Image: Dolly Faibyshev
Like Faibyshev, we are all vulnerable to habituation—the process of growing accustomed to our situation and surroundings. Novelty wears off; what is fresh grows stale; beauty no longer captivates. Essentially, we stop noticing what is around us. Of course, habituation can be a positive development. Thank goodness the strong smell of your co-worker’s cologne or the sound of a barking dog no longer bugs you. Apparently my dogs bark a lot but thanks to habituation, I no longer hear it. Yelping dogs aside, how do we resist habituating to positive experiences? How do we rediscover the joy and wonder of seeing something with fresh eyes?
To address this question, Associate Professor Clayton Critcher of Berkeley along with Minah Jung and Fausto Gonzalez from New York University, found that a relatively simple intervention can do the trick. Participants in their study who were asked to imagine an experience through somebody else’s eyes were able to recapture their original appreciation and stall the process of habituation. For example, in one of the experiments, participants were shown the same short video clip of a comedian doing standup. Predictably, ratings of how funny the clip was dropped with each successive viewing. However, the group that was asked to consider what somebody seeing the clip for the first time might see continued to find it funny.
Psychologists call this refreshing experience of seeing the world with fresh eyes the vicarious construal effect (VCE). Interestingly, VCE can even promote appreciation for experiences that people have no prior connection to or interest in. In one experiment, participants watched short clips of Japanese anime. A subset who admittedly had no interest in anime was asked to look for what an anime fan might enjoy about the clip. Adopting the perspective of a Japanese anime fan boosted participants’ appreciation of the clip. Fascinatingly, the result even held for an experiment that showed non-Spanish speaking participants a Spanish dubbed clip of the hit show, Friends. Those who were asked to consider what a Spanish-speaking fan might enjoy about the clip liked it more themselves. While I doubt this technique can be used to convince someone who doesn’t like horror movies or camping to suddenly become a convert, I do believe that it can open our minds.

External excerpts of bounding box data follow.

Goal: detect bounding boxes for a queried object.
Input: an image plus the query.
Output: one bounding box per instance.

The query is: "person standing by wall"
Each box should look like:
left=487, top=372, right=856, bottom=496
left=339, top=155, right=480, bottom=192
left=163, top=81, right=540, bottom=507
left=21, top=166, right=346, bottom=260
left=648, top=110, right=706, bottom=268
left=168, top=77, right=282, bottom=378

“Simply trying to think about what someone else might see actually changes the way we see and interpret what we’re doing, changes the emotions we feel. It can help people to rediscover what they once saw in experiences they’ve had many times, or even help people to enjoy an experience that they weren’t initially predisposed to like.”
— Clayton Critcher
As a psychiatrist, I have found that the most effective way to help someone shift their emotional response to a given situation is not to dwell on trying to change their own mind but rather to try and understand someone else’s perspective. When we put ourselves in someone else’s shoes, as Dolly Faibyshev did, our thinking broadens and our world expands. Seeing things through someone else’s eyes gives us an opportunity to “re-see” our own experiences and capture appreciation for what we have lost or never had to begin with.
W.B. Yeats said, “The world is full of magic things, patiently waiting for our senses to grow sharper.” — Now you know how to sharpen your sense of wonder.